Así pues, para determinar la eficacia directa horizontal o no del artículo 4.1 del Acuerdo Marco de la Directiva 1999/70 habrá que analizar si del derecho fundamental a la no discriminación puede deducirse el derecho subjetivo a la no discriminación de los trabajadores temporales en relación con los trabajadores indefinidos comparables.

Al respecto, el Tribunal Superior de Justicia de Galicia señala expresamente que aunque el artículo 21 de la CDFUE no especifica la temporalidad entre las situaciones protegidas, el citado precepto incluye una "declaración genérica" de no discriminación (-"Se prohíbe toda discriminación"-), por lo que el principio de no discriminación del personal temporal queda encuadrado en ese precepto.

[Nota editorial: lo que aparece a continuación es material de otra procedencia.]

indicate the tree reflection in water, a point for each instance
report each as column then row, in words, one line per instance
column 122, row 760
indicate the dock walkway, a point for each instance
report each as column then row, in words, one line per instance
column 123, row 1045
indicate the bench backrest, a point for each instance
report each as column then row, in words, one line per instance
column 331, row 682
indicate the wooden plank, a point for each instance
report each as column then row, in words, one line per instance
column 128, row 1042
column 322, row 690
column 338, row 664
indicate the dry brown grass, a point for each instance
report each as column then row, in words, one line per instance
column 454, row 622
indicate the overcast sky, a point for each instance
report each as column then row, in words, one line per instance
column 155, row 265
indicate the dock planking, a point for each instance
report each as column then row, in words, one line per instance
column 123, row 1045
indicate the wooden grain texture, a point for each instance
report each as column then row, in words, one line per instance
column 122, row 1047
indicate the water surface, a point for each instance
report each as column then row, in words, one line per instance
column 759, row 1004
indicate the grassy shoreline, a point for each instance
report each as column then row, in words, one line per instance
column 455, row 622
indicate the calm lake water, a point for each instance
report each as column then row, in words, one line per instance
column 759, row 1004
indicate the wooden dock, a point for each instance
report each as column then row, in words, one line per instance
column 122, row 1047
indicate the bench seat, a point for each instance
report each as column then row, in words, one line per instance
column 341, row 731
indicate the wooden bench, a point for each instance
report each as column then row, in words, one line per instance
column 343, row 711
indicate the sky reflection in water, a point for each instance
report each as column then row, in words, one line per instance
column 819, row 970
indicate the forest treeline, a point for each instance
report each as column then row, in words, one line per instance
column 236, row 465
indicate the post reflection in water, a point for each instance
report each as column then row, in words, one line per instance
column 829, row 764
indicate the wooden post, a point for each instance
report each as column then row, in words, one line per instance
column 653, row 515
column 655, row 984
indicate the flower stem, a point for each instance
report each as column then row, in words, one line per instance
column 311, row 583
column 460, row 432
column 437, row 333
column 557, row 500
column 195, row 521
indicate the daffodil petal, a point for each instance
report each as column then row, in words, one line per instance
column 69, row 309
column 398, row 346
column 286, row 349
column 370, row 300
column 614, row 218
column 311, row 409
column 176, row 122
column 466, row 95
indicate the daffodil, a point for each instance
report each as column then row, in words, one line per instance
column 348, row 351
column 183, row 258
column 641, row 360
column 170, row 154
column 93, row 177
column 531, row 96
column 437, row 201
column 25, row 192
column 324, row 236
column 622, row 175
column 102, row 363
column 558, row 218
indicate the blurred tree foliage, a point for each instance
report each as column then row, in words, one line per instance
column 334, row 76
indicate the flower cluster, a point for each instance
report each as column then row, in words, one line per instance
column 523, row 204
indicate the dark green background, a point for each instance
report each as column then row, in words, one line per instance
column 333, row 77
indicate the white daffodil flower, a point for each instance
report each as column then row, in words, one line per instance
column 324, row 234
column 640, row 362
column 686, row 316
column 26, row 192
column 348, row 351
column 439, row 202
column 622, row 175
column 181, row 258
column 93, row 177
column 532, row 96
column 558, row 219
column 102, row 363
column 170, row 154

Sin embargo, el Tribunal Superior de Justicia de Andalucía (en su sede de Málaga) niega la eficacia directa horizontal del citado artículo 4.1 al entender que el tratamiento diferente entre trabajadores fijos y temporales no puede considerarse como una discriminación en el sentido propio previsto en el derecho comunitario originario.

Por lo tanto, la contradicción en los resoluciones judiciales expuestas deja la puerta abierta a que se pronuncie el Tribunal Supremo en unificación de doctrina y resuelva si el principio de no discriminación consagrado en el art. 21.1 de la CDFUE es suficiente por sí mismo para que se reconozca el derecho de no discriminación de los trabajadores temporales respecto de los trabajadores indefinidos comparables o si por el contrario, requiere de la concreción contenida en el artículo 4.1 del Acuerdo Marco de la Directiva 1999/70.